The minute the car halted behind Tour d’Alene, she jumped out. For an entire stupid minute, she stood like an idiot, holding the car door, when she should have been running away as fast as she could.

“Sorry, Brandy, I was out of line.” Blade climbed out and edged toward her.

“Don’t be sorry.” Stupid Brandy shrugged.

When she looked into his eyes, which she hadn’t planned to do, her mouth lifted in a smile she hadn’t intended to give.

Silently, they walked toward the steps. Of course, he wouldn’t leave until she made it safely inside. She navigated the wooden treads as quickly as she could in four–inch heels. Without glancing back, she jammed the key into the lock. Jiggled it when it didn’t open.

“Let me try,” Blade said.

She shook her head and tried again. The door decided to cooperate, and she opened it and stepped inside. Her hands scrabbled to find the light switch. The wash of brightness momentarily blinded her.

“Want me to come in and check things out?”

She shook her head. “I’m sure everything is fine.”

“Meant it when I said you’re going to be a great deputy. I don’t want to mess anything up for you.”

“Yeah, I know.”

“Good night, Brandy.”

“Good night, Lieutenant Beringer.” She closed the door and leaned against it. Listened to the sound of Blade’s footsteps on the stairs. The Tahoe’s motor rumbled to life.

Instead of feeling invincibly independent, she suddenly felt incredibly lonely.

She flicked off the outside light and threw her little evening bag on the table. And sensed that everything wasn’t
fine.

Before she could turn toward the darkness of the bedroom, someone grabbed her from behind. An arm snaked around her neck. Her unsteady heartbeat flared as a hand clamped over her nose and mouth. She couldn’t breathe.

But she could fight.

She jammed her spike heel into the attacker’s instep. His hold loosened. She spun and pulled free. Staggering toward the stove, she grabbed the first thing she could get her hands on. A frying pan. But when she swung around, he’d already dodged out the apartment door, and she heard him thundering down the steps.

Frozen to the spot, she gasped for air, then lunged to close the door and noticed a note on the floor.

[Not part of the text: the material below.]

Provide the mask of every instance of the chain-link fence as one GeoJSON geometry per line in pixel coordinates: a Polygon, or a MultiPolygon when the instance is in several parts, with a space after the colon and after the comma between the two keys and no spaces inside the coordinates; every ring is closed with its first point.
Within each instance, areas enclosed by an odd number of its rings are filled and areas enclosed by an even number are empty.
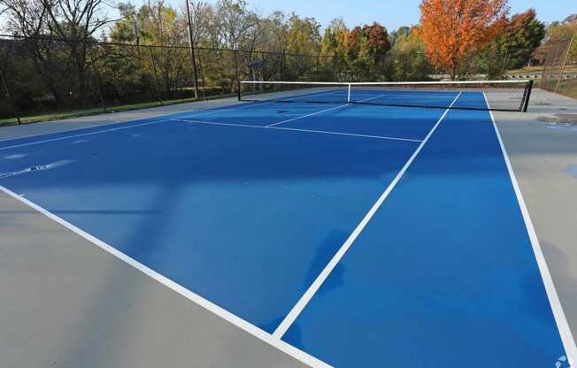
{"type": "MultiPolygon", "coordinates": [[[[237,80],[333,80],[335,58],[0,36],[0,119],[234,96],[237,80]]],[[[46,119],[46,117],[42,117],[46,119]]]]}
{"type": "Polygon", "coordinates": [[[539,87],[577,98],[577,37],[547,49],[539,87]]]}
{"type": "MultiPolygon", "coordinates": [[[[458,79],[501,79],[534,50],[472,53],[458,79]]],[[[235,96],[238,80],[442,80],[419,50],[384,55],[296,55],[188,46],[0,35],[0,123],[91,114],[235,96]],[[196,81],[195,82],[195,77],[196,81]],[[69,115],[70,115],[69,114],[69,115]],[[31,118],[34,117],[34,118],[31,118]]],[[[559,54],[563,54],[560,51],[559,54]]],[[[542,58],[545,58],[544,57],[542,58]]],[[[557,74],[555,74],[557,75],[557,74]]],[[[565,87],[565,81],[560,87],[565,87]]]]}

With a trembling hand, she reached for it.

Give it up, Wilcox, or you’re going to end up dead.

She swallowed. A ragged breath billowed out.

Was this another threat from the Neo Nazi Freedom Fighters? Or did someone else want her dead? Hiring a lawyer and digging into a decade–old homicide case could have pushed someone’s buttons. She picked up the phone to call the sheriff’s department.

The muscles in her solar plexus pulled tight, and her will stiffened.

No way
in hell was anyone going to scare her off.

CHAPTER NINE

F
ifteen minutes into her morning jog with Tonya Crawford, the closest thing to a girlfriend Brandy had ever had, her mind struggled, equally torn between last night’s kiss and the intruder she’d encountered in her apartment.

Tonya, the owner of Tour d’Alene and technically her landlady, stopped and grabbed a water bottle from her pack, flipped her long dark braid over her shoulder, and said, “So, how are things going with you and your new FTO since the false arrest?”

Brandy’s heart thumped, though not because of the jogging effort. She surprised herself when she left an opening for personal conversation and replied, “It depends how you look at
things.

“How many ways are there to look at a man?”

Brandy reached down to tighten her shoelace. “I did mention that he’s really hot?”

“I believe that entered the blow–by–blow account. Somewhere between sexy eyes, ripped body, and the part where you ordered him to lose his Levis.”

With Tonya’s prompting, Brandy proceeded to explain about the awards banquet and the kiss that shouldn’t have happened.